Entanglement spectra of complex paired superfluids

TL;DR

This paper analyzes the entanglement spectrum of complex paired superfluids in two dimensions, revealing universal edge mode structures and their relation to conformal field theory, with exact solutions for certain pairing functions.

Contribution

It provides explicit solutions for the entanglement spectrum of 2D fermionic superfluids and connects the low-lying spectrum to chiral Majorana modes and conformal field theory.

Findings

Low-lying ES consists of chiral Majorana modes.

Zero-energy modes appear at odd mode numbers.

Entanglement gap diverges near certain pairing functions.

Abstract

We study the entanglement in various fully-gapped complex paired states of fermions in two dimensions, focusing on the entanglement spectrum (ES), and using the BCS form of the ground state wavefunction on a cylinder.

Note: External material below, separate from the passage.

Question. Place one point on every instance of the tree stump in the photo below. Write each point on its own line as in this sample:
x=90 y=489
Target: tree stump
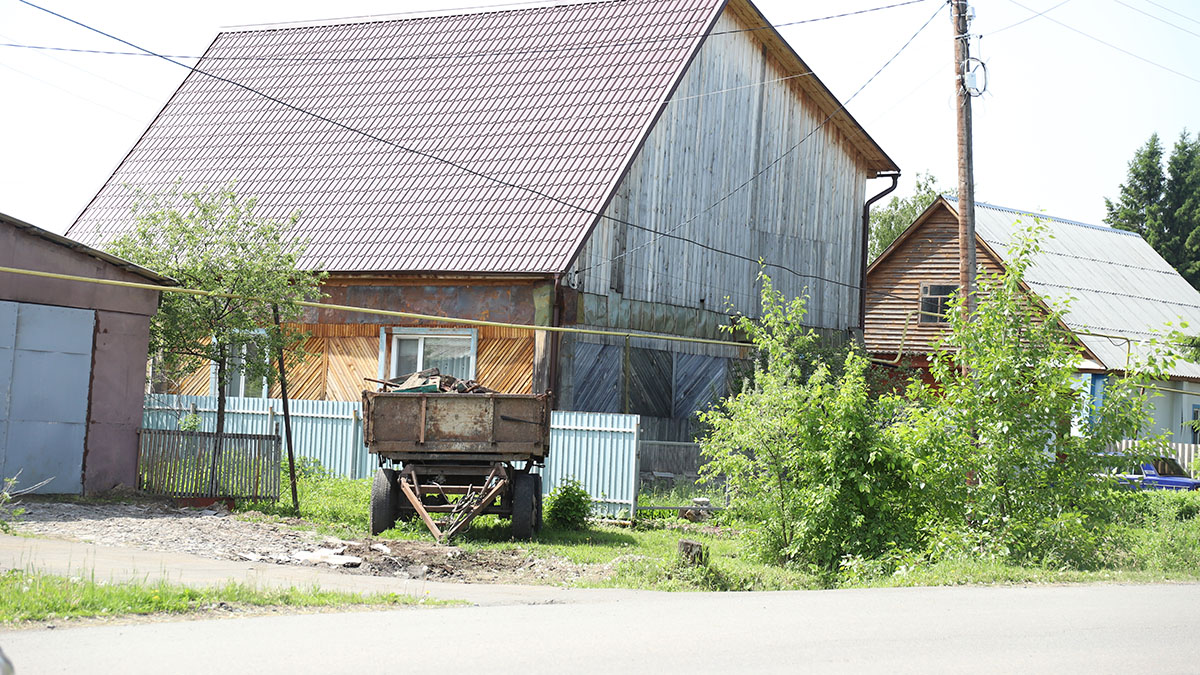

Certain forms of the pairing functions allow a simple and explicit exact solution for the ES. In the weak-pairing phase of l-wave paired spinless fermions (l odd), the universal low-lying part of the ES consists of |l| chiral Majorana fermion modes [or 2|l| (l even) for spin-singlet states]. For |l|>1, the pseudo-energies of the modes are split in general, but for all l there is a zero--pseudo-energy mode at zero wavevector if the number of modes is odd. This ES agrees with the perturbed conformal field theory of the edge excitations. For more general BCS states, we show how the entanglement gap diverges as a model pairing function is approached.